– Мне надо в Коломенское?..
– Сядьте и не мешайте.
После этих грубых слов, дитя, которое следовало за дерзость отшлёпать, совсем не с детской силой захлопнуло дверь. Трамвай гремел на стыках, скрипел на поворотах, его бросало то вправо, то влево, но мы ехали, и ехали действительно в Коломенское.
– Коломенское. Конечная остановка. Просьба освободить вагон! – я задремал в трамвайной тряске. Передо мною стоял ребёнок. Он тряс меня за руку. Теперь на голове мальчика была широкополая шляпа, из которой торчало белое перо.
– Чертовщина какая то! – пробубнил я и, встав, направился к выходу.
Я ещё висел на ступеньках, когда изумление заставило меня перестать двигаться.
На асфальте стояла она!
– Это ты? – только и сумел сказать я.
– Это я, – ответила она.
– Ты здесь?
– Я здесь.
– Почему ты здесь?
– Я жду…
– Что ты ждешь?
– Трамвай.
– Трамвай? Но ведь трамваи по ночам не ходят.
– Я знаю, но идти домой не хотелось, и я решила подождать. Может, ты приедешь!

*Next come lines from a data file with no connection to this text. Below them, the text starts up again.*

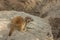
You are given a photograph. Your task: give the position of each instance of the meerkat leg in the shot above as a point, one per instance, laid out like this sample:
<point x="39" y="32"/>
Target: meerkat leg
<point x="11" y="31"/>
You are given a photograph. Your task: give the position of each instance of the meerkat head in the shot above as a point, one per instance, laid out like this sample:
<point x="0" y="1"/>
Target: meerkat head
<point x="28" y="19"/>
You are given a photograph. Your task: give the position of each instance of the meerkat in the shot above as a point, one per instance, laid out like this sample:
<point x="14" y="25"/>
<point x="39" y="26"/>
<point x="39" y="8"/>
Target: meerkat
<point x="19" y="23"/>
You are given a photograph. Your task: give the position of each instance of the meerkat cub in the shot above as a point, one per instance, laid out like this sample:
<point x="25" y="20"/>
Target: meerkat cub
<point x="19" y="23"/>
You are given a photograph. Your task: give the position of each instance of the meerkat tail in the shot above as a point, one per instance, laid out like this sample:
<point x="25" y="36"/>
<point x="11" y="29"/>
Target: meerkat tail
<point x="11" y="31"/>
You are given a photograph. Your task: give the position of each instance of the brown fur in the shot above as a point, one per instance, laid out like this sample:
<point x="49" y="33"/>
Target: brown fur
<point x="19" y="23"/>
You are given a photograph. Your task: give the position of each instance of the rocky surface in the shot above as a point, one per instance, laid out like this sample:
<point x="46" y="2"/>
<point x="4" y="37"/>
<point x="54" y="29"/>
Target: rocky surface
<point x="39" y="28"/>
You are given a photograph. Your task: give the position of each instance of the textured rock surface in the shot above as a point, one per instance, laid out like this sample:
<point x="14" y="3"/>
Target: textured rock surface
<point x="40" y="29"/>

– Давай тогда покатаемся, – предложил я.
– От тебя пахнет коньяком, – сказала она.
– У меня есть коньяк. Хочешь?
Маша поднялась на ступеньку трамвая.
– Где твой коньяк?
Я вспомнил, что допил коньяк. Тогда я обнял её и, плотно прижав рот к её губам, стал пытаться языком протолкаться сквозь их тёплую мягкую плотность.

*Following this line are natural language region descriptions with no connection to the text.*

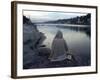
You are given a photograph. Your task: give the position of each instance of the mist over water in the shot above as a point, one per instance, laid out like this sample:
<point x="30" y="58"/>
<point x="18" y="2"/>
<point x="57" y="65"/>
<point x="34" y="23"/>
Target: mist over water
<point x="78" y="41"/>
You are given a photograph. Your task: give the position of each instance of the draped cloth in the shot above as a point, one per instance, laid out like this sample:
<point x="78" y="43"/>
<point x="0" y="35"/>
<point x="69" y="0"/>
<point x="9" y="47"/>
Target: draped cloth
<point x="59" y="48"/>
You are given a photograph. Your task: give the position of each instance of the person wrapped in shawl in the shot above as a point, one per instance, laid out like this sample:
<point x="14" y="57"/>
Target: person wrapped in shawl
<point x="59" y="48"/>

– Что ты делаешь? – оторвавшись, чтобы задать вопрос, спросила она.
– Молчи, открой рот и глубоко дыши. Я буду в тебя дышать коньячными парами и своей любовью!
– Это что-то новенькое, – улыбнулась она и прикрыла глаза.

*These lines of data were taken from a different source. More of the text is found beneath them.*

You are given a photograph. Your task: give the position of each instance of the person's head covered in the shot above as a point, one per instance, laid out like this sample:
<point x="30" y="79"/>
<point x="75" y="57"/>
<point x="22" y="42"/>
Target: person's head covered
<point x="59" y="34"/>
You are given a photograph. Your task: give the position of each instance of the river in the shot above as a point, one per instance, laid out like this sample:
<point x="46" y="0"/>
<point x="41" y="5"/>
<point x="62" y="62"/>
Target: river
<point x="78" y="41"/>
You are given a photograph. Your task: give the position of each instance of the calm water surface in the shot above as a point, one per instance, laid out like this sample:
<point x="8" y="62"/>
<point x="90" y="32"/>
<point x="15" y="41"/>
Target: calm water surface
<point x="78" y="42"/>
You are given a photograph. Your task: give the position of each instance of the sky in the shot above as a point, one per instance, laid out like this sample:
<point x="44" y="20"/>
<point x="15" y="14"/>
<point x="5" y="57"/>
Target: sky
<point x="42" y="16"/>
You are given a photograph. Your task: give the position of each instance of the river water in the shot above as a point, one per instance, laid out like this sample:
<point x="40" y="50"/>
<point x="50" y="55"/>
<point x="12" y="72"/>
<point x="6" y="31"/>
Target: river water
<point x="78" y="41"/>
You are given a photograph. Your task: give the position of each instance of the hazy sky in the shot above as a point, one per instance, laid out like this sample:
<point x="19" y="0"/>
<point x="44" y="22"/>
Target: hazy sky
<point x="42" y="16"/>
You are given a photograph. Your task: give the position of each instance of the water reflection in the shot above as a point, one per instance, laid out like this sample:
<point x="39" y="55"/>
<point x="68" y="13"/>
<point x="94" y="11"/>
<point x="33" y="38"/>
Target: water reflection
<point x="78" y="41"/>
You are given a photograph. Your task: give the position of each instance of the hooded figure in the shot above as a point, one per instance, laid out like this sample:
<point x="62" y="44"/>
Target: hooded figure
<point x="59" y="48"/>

Я поцеловал Машу и обернулся. За спиной стоял всё тот же ребёнок. Шляпа была без пера. Перо он держал в руке и чертил иероглифы на запотевшем стекле.
– Что он пишет? – спросила Маша.
– Я присмотрелся и прочёл:
«Мне нравится слушать и слышать,
как в складках одежды у девы
дышит согласье молчаньем»
– Это японские трехстишья. Я замёрзла. Пойдём в трамвай, – сказала Маша.
Мы вошли в вагон, и я не узнал трамвай.
В салоне теперь было много людей. Мужчины и женщины сидели за столиками, курили, пили и ели. В дальнем конце вагона сидел мужчина с короткой бородкой. Рядом стояла высокая женщина в бархатном платье. Мужчина играл на гитаре, а женщина пела.
К нам подошёл черный, как грач, официант и проводил нас за столик.
Двери закрылись и мы поехали. В трамвае было шумно, но шум не мешал; было накурено, но запах табака был приятен; звучала гитара и пела женщина в бархатном платье – и нам это тоже нравилось. А за окнами плыли улицы, мы переезжали мосты и сворачивали в какие-то переулки. Кончалась снежная ночь и вставало солнце, таяли сугробы и из-под снега вылезали подснежники, вспухали на деревьях почки и нежно-зелёная, почти прозрачная листва наливалась силой лета и потом, покраснев, опадала. Кружилось время, но мы этого не замечали, ведь плотные шторы на окнах были опущены. На столе позвякивали две кофейные чашки.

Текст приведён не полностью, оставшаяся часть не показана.